Merle struck a match, and suddenly his face was visible, red in the glow of the match as he sucked the flame into the barrel of his pipe, his bearded face seeming to lurch ominously in and out of the light when the flame brightened and then dimmed. When he had his pipe lit, he snuffed out the match, and all the
kid could see was the red glow of the smoldering tobacco. “Bait. That’s all.”
“Bait?”
“Yep. Old Indian trick.”
The kid was silent for a few seconds. “Bait. You mean, that’s how you got me to push this thing way the hell out here tonight?”
“Old Indian trick.”
“Yeah,” Bruce said coldly. “And I fell for it. Jesus.” He drew open the door and stepped quickly out to the ice and wind, looked into the darkness for the lights of the trailerpark, found them way off and dimly in the west, and started the walk back.

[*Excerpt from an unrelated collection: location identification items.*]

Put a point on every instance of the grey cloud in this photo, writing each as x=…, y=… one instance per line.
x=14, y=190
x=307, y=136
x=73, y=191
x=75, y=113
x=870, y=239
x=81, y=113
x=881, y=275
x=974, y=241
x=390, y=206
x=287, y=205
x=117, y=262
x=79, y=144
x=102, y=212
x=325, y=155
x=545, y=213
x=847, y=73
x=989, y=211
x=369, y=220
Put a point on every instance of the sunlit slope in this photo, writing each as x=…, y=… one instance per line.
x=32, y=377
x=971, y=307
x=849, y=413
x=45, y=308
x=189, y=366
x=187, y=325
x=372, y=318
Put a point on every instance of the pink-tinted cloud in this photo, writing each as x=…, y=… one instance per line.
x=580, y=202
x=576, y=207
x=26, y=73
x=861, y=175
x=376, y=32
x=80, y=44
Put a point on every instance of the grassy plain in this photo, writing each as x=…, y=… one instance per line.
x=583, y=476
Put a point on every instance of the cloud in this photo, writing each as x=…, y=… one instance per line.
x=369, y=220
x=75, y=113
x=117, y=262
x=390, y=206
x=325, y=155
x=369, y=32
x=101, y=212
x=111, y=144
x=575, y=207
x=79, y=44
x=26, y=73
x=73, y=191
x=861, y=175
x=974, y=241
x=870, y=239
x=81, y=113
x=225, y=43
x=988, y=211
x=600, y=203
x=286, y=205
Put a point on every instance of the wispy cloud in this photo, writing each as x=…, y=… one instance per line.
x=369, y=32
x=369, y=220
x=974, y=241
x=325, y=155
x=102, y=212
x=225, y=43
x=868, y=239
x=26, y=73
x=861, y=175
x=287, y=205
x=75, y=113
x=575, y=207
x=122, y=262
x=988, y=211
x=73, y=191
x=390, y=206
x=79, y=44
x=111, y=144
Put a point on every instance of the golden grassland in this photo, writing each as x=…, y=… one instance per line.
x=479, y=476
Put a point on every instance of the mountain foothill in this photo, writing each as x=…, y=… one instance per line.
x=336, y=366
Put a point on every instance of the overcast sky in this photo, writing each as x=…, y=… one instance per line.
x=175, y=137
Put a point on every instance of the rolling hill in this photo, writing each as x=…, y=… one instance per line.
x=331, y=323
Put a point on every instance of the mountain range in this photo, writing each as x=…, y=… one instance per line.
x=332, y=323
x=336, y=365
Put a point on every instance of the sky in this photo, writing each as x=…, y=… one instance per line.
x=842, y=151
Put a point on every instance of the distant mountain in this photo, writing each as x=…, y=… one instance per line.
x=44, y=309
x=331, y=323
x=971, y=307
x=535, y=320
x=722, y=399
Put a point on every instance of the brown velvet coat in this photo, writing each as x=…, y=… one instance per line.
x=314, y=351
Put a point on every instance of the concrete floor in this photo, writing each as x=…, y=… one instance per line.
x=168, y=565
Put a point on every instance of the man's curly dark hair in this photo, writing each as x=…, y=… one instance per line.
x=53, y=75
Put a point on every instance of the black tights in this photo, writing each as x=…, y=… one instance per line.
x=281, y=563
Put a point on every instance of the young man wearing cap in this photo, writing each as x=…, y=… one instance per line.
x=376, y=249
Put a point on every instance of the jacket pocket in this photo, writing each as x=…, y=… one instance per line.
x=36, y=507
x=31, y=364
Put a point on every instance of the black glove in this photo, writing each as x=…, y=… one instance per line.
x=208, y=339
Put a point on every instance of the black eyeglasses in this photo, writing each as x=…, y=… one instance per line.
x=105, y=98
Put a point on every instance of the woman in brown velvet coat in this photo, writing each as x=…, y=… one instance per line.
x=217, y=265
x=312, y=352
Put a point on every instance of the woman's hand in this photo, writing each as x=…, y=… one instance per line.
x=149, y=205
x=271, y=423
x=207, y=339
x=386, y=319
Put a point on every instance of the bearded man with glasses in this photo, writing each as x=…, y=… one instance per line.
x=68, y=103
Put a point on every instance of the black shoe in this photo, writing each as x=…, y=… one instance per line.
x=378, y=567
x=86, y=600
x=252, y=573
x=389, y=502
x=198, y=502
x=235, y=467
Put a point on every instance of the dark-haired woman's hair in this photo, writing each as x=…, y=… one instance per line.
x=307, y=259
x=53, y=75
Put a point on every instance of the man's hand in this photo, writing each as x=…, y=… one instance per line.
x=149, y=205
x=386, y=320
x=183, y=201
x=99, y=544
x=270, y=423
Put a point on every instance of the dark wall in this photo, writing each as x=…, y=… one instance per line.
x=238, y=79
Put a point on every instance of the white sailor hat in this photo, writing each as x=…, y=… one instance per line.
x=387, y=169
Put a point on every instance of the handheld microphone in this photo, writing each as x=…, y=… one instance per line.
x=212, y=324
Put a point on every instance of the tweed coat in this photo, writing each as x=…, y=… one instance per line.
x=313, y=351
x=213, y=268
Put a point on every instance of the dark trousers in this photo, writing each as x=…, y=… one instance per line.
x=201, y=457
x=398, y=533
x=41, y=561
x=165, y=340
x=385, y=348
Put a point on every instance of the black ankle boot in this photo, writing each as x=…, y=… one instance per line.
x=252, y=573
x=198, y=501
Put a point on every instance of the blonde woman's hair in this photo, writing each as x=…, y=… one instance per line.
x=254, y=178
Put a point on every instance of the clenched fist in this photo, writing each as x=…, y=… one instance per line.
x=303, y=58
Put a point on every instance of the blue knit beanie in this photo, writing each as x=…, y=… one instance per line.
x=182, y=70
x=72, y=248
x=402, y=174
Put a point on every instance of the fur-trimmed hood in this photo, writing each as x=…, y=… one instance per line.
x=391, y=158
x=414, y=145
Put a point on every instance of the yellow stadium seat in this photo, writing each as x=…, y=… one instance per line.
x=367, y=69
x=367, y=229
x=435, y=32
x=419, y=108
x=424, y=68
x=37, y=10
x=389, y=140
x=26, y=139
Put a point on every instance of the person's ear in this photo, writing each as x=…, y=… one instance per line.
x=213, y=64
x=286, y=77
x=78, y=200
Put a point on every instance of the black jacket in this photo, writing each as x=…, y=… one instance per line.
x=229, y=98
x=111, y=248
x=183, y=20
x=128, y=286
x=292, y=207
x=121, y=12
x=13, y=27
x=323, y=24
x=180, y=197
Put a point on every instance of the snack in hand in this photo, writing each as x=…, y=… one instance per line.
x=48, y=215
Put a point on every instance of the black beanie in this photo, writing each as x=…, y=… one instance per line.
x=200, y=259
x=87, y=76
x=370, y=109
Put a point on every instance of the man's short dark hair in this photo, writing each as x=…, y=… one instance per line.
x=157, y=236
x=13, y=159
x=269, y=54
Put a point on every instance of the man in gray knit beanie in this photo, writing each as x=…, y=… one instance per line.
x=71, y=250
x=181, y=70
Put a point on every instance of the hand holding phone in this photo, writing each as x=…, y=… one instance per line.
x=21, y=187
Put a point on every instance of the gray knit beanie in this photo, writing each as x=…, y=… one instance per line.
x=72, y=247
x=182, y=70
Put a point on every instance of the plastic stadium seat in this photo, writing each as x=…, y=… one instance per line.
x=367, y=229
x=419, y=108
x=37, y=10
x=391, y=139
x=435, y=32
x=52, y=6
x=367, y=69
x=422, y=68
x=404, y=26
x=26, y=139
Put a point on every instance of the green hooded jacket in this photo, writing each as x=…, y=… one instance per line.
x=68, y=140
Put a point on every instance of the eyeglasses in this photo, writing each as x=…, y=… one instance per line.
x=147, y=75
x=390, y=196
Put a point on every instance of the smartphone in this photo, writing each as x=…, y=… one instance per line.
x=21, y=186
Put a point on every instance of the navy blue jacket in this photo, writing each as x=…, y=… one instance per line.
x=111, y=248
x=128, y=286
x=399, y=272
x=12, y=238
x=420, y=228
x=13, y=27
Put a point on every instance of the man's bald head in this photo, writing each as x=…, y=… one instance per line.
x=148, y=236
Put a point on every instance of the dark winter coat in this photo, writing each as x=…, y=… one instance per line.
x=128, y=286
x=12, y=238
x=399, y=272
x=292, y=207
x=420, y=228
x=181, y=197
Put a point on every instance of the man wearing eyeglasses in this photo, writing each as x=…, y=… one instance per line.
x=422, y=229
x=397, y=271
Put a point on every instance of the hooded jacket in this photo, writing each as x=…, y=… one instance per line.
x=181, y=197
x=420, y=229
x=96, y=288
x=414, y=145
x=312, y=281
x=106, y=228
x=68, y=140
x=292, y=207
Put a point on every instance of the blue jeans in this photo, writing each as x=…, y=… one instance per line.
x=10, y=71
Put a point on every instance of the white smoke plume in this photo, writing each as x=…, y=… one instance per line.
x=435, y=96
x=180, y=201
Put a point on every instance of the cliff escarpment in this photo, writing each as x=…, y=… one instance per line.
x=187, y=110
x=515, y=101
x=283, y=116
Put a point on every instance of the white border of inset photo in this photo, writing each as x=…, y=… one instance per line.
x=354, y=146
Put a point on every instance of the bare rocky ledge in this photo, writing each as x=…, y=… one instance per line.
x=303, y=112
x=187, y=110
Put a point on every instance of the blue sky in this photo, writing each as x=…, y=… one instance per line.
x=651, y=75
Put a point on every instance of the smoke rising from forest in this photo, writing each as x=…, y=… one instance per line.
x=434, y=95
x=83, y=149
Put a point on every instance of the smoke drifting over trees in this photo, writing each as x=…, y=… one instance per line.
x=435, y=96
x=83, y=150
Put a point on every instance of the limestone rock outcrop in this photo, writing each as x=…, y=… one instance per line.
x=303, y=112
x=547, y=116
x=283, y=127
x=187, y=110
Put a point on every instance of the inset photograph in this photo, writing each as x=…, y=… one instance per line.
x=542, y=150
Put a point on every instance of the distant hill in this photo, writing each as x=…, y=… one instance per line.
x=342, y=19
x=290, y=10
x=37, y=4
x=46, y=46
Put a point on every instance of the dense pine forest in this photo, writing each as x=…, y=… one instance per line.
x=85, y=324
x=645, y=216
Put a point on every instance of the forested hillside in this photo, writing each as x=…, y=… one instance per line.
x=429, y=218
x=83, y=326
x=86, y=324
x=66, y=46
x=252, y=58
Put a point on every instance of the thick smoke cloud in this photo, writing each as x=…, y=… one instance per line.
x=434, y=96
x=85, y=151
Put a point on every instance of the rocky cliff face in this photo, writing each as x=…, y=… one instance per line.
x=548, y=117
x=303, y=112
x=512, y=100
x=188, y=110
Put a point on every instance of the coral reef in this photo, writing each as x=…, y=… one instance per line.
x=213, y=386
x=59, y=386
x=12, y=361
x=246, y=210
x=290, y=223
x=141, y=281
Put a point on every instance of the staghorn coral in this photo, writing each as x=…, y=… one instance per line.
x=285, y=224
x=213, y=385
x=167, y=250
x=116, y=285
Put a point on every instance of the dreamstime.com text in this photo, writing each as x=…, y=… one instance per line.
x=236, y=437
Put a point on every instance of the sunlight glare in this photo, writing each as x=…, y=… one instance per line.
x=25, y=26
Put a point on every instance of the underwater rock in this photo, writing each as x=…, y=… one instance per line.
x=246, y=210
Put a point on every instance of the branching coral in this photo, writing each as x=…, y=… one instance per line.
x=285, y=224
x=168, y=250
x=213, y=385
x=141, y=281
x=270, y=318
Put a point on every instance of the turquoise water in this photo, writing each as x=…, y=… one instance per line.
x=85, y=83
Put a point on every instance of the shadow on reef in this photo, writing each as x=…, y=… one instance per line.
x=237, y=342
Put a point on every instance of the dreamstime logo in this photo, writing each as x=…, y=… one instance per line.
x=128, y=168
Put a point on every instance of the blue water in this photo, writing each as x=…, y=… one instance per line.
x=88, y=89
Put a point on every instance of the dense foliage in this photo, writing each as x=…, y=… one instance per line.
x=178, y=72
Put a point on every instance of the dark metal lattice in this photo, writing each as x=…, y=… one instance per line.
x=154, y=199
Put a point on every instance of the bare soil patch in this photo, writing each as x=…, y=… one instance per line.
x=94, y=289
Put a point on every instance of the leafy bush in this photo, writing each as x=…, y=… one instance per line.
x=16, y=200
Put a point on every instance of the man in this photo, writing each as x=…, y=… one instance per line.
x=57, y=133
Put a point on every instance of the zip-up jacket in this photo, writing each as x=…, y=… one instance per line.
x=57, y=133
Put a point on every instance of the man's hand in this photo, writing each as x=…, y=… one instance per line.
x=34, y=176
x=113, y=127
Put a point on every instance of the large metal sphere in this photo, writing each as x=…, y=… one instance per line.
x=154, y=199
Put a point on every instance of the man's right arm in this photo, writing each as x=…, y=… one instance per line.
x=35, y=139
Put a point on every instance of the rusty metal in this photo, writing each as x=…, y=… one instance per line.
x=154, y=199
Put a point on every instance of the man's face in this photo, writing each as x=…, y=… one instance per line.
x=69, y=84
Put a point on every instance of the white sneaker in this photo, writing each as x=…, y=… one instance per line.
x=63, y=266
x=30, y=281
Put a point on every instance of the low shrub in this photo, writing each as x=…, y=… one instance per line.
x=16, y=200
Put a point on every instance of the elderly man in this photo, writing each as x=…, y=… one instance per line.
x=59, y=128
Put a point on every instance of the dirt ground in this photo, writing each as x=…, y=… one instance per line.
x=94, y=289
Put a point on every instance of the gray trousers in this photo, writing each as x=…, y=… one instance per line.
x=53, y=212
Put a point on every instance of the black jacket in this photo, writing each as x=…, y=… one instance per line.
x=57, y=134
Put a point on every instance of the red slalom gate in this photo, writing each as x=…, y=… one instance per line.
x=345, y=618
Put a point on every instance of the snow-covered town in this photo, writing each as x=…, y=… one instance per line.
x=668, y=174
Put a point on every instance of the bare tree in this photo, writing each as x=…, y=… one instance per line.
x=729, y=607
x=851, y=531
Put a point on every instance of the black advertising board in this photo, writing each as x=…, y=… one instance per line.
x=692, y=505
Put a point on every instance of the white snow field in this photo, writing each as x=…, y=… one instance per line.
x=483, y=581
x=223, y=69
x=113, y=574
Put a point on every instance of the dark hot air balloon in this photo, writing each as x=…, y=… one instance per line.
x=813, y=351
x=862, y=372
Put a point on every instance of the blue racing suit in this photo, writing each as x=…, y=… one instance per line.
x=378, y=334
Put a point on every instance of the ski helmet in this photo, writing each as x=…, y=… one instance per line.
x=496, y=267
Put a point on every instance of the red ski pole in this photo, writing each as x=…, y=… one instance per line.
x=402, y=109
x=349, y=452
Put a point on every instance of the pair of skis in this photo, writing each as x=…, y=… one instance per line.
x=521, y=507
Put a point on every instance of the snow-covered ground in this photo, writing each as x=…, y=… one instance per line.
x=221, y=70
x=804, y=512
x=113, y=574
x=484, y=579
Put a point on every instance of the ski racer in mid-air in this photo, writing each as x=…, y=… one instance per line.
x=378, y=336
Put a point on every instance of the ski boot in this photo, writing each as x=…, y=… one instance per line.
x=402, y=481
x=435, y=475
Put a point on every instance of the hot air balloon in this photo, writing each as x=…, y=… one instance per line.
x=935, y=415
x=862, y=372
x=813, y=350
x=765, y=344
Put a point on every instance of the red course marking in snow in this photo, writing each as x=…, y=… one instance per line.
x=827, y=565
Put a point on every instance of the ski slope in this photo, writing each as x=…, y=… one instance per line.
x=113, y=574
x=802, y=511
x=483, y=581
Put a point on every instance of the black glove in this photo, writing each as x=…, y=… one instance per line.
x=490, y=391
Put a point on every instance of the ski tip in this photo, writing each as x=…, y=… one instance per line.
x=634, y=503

No one brought Merle any Christmas gifts or invited him to any of the several small parties at the park. The reasons may have been complicated and may have had to do with the “loans” they all had received from him, but more likely the residents of the trailerpark, as usual, simply forgot about him. Once in a while someone mentioned having seen him walk through the park on his way to town and return later carrying a bag of groceries and a state liquor store bag, but otherwise it was almost as if the old man had moved away, had gone west to Albany like Buddy Smith or south to Florida like Captain Knox’s mother and father or into town to the Hawthorne House like Claudel Bing. Nobody thought to send them Christmas gifts or invite them back to the trailerpark for a Christmas party.
Then, the week before Christmas, there was a snowstorm that left a foot and a half of snow on the ground and on the lake, followed by a day and a night of high, cold winds that scraped the snow into shoulder-high drifts along the shore, and that further isolated Merle from the community. Now it was almost as if he had died, and when in the morning you happened to look out at the lake and saw way out there in the brilliant white plain a red cube with a string of woodsmoke unraveling from the stovepipe chimney on top, you studied it the way you would the distant gravestone of a stranger reddening in the light of the rising sun.
A week later, just after Christmas and before the turn of the year, Noni Hubner’s mother was reading the Manchester Union-Leader at breakfast, when she started up excitedly, grabbed the paper off the table and hurried back through the trailer to her daughter’s bedroom.